Job ads and 3+ Sharpe ratios

Discussion in 'Automated Trading' started by alex314159, Mar 8, 2017.

  1. Just curious what people think of these kind of ads:
    https://uk.linkedin.com/jobs/view/262204610

    I've seen many of these, asking for live P&L track record with Sharpe 3+.

    Now - in my own experience it's very hard to have Sharpe significantly higher than 1.5 over the long term when trading real sizes... unless maybe you're in the business of selling options and you have a very lucky run. A quick look at the leaderboard on www.fundseeder.com will show the same, there are some exceptional Sharpe but usually they're accounts sub $1mm. Even Renaissance Technologies is below 2 I think.
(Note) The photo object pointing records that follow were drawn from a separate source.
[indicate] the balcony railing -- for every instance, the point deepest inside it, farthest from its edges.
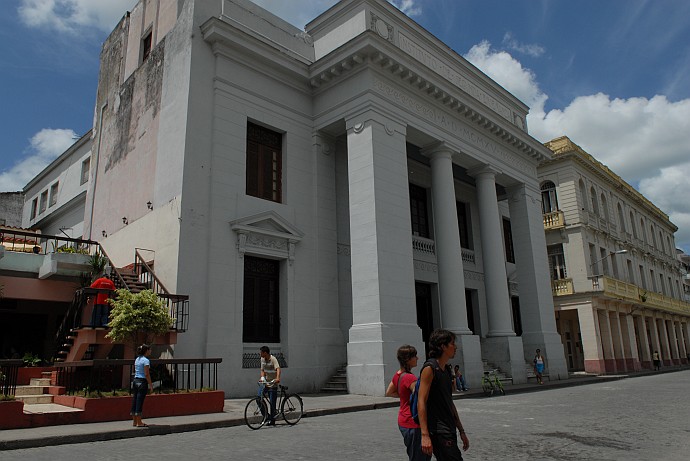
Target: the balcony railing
(618, 289)
(554, 220)
(562, 287)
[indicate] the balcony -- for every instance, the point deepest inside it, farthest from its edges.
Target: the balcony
(618, 289)
(562, 287)
(554, 220)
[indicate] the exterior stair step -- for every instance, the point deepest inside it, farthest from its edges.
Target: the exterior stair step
(35, 399)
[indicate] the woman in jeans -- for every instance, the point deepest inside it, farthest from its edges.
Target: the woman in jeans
(402, 385)
(142, 383)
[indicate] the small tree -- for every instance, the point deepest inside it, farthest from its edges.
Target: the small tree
(137, 317)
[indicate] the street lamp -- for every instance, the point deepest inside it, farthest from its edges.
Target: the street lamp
(618, 252)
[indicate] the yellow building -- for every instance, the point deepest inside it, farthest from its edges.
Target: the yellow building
(616, 281)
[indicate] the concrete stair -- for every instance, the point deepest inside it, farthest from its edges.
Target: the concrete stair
(35, 392)
(337, 383)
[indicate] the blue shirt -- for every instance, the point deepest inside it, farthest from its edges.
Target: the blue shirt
(140, 365)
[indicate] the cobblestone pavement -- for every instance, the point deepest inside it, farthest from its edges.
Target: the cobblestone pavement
(646, 418)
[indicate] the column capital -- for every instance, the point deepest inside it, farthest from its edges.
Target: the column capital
(356, 122)
(437, 149)
(484, 170)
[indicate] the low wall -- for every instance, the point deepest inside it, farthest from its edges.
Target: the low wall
(112, 409)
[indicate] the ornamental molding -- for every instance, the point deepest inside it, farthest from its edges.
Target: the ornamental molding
(266, 234)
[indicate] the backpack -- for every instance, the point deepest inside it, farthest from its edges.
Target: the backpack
(414, 397)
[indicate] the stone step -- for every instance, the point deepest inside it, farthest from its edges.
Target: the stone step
(35, 399)
(28, 390)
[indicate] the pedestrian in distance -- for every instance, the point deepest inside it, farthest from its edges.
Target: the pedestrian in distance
(142, 383)
(460, 384)
(270, 373)
(539, 365)
(438, 417)
(402, 385)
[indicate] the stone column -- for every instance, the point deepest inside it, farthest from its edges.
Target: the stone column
(384, 313)
(501, 346)
(329, 335)
(451, 279)
(536, 299)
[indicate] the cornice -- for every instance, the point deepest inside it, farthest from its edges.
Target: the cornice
(563, 149)
(371, 50)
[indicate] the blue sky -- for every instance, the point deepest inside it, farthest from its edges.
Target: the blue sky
(613, 75)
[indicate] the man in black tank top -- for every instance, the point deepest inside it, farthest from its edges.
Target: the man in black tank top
(438, 417)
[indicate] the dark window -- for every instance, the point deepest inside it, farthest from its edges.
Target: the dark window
(508, 241)
(418, 211)
(264, 163)
(146, 43)
(517, 320)
(464, 225)
(261, 301)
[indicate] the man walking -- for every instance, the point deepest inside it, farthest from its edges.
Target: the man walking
(438, 417)
(270, 372)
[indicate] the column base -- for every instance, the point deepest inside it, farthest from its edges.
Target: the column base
(372, 355)
(505, 352)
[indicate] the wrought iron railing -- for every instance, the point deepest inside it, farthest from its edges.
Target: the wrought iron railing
(168, 375)
(9, 372)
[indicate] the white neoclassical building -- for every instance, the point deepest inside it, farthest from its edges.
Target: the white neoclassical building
(333, 192)
(617, 283)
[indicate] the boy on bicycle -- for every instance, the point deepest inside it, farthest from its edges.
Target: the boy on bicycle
(270, 372)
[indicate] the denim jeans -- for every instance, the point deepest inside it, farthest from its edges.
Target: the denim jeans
(272, 397)
(140, 388)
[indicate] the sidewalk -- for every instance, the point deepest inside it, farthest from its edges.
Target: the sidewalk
(233, 415)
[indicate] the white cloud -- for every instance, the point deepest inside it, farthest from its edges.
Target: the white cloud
(531, 49)
(45, 146)
(645, 141)
(70, 16)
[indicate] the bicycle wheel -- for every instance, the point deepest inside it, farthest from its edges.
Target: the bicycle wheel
(256, 413)
(292, 409)
(487, 388)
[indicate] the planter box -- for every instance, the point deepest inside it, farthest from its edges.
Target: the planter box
(155, 405)
(12, 415)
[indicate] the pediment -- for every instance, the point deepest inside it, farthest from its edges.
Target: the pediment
(266, 234)
(268, 223)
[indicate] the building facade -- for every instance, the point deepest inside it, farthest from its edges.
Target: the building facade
(332, 192)
(617, 285)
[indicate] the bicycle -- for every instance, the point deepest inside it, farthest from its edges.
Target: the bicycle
(256, 413)
(491, 383)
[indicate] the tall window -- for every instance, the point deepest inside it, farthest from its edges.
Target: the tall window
(418, 211)
(557, 262)
(261, 314)
(53, 194)
(44, 202)
(621, 217)
(464, 225)
(595, 204)
(583, 194)
(508, 241)
(264, 163)
(549, 200)
(85, 169)
(146, 45)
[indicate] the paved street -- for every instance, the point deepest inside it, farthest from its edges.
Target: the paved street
(643, 418)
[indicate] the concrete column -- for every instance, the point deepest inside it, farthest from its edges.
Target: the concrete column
(329, 335)
(592, 343)
(384, 314)
(536, 300)
(451, 279)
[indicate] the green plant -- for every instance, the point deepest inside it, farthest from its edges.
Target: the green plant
(31, 360)
(137, 317)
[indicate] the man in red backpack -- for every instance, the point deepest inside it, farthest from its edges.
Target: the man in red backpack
(438, 417)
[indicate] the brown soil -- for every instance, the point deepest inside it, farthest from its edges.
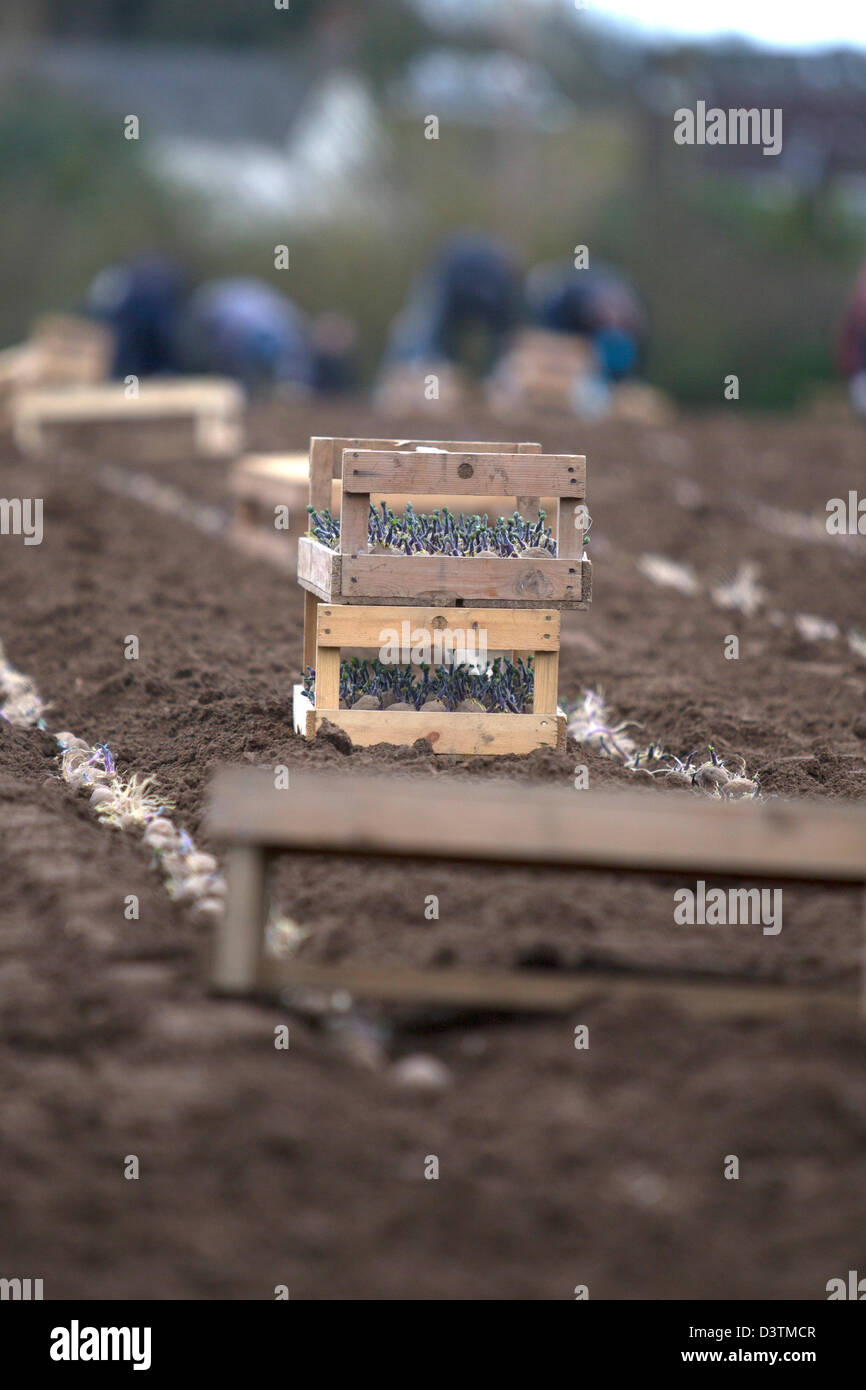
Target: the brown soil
(306, 1168)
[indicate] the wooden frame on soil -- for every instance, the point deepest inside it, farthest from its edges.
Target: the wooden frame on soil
(413, 818)
(211, 405)
(535, 631)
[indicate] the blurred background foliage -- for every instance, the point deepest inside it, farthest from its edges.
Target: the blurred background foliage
(744, 271)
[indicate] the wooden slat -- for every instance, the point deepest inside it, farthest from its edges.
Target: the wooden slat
(310, 622)
(238, 938)
(191, 395)
(509, 474)
(439, 578)
(540, 991)
(359, 626)
(570, 534)
(321, 470)
(353, 523)
(327, 677)
(546, 679)
(448, 733)
(319, 567)
(802, 841)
    So back to the above job ad - is it just CV fishing from a recruiter? Are they actually looking for HFT / market-making algos? (this particular ad says : "Holding periods will be intraday / non-latency sensitive (minutes/hours) to couple days max." which is not quite HFT). Is there a different way to calculate Sharpe, say using yearly data?

    Thanks,
     
  2. It's hard to know if its fishing... I guess they don't need massive capacity as they are a prop firm, but it's still difficult to achieve those kinds of SR without HFT.

    Generally I think they're only going to get people who are deluded, or who have a very short track record and have been lucky. There will also be a certain kind of strategy (anything 'short gamma' like option selling as you say) that they will biased towards, which is very dangerous (sharpe is a poor measure of the risk of this kind of strategy). If you sort by SR on fundseeder and look at the top accounts you can see that they are pretty ugly track records, or very short.

    I'm always being told by people that it's 'common' to get sharpes over 2 over multi decade long careers but I've never seen any evidence of it. No doubt someone will pop up in a minute who has done exactly that.

    GAT
     
    alex314159 likes this.
  3. truetype

    truetype

    Lots of good candidates right here! Everyone on ET purportedly has a 3- 6 Sharpe.
     
    alex314159 likes this.
  4. TraDaToR

    TraDaToR

    I am one of them and if you read my first post, I say it is done on a mid 6 figures account and I wouldn't be able to do it with significant capital.
     
    FCXoptions likes this.
  5. In my experience, if you confine your product universe to very liquid instruments, it's virtually impossible to achieve a Sharpe of anywhere near 3. Most reasonable sized-CTAs have Sharpes of arnd 1, at best. It sounds like these guys are full of it.
     
    TraDaToR and alex314159 like this.
  6. R1234

    R1234

    3+ Sharpe is definitely possible in personal retail accounts with a basket of semi-scalable methods. Would it still work in a hedge fund impacting it with large assets? Not really sure.

    On a side note, my opinion is that it is silly to apply to a hedge fund if you have a frequent trading system with a high Sharpe. You might as well use daily compounding to your own benefit and grow your own wealth - slow but steady. Hedge funds hire and fire all the time - they will eat you up and spit you out while laying claim to all your hard work.
     
    MoreLeverage and TraDaToR like this.
  7. sle

    sle

    Actually, Sharpe ratios of 3 and higher are pretty common in high frequency trading. It's also not uncommon for these guys to achieve RoC of 30%, since they turn their capital a few times a day. Main issue, of course, is capacity and half life of the strategy.
     
  8. sle

    sle

    Not true. If you have a strategy that has capacity of 5mm and Sharpe of 3+, you will make more money working for a fund then trading your own account. Payout for higher Sharpe stuff could be as high as 30%, you have capital to draw on and you have a support system. It only makes sense to run your own capital if your strategy is severely capacity constrained.

    If you are bringing in a 3+ Sharpe strategy, you can put IP clauses in your contract
     
  9. Yeah, sure... I certainly wasn't referring to high-freq stuff, but rather to your traditional, household name CTAs. Moreover, capacity of really high Sharpe stuff is normally constrained by other factors, e.g. availability of leverage.
     
  10. Not to underestimate the value of a support system, but your claim depends on how much of the capacity you can fund yourself. If your choice is between your own $100k and keeping 100% payout on it vs running $5M of the funds money and keeping 30%, obviously the latter is better if you continue to make money(!), can keep them from copying you, they actually pay you as they say, etc. If you can fund 1/3 of the capacity yourself, the trade off between 100% and a 30% cut is about breakeven. I would not join a fund unless you could see meaningful advantages, both in terms of better trading capabilities and expected take home.

    Also, with good Sharpe numbers like those, you should be aiming for 50%.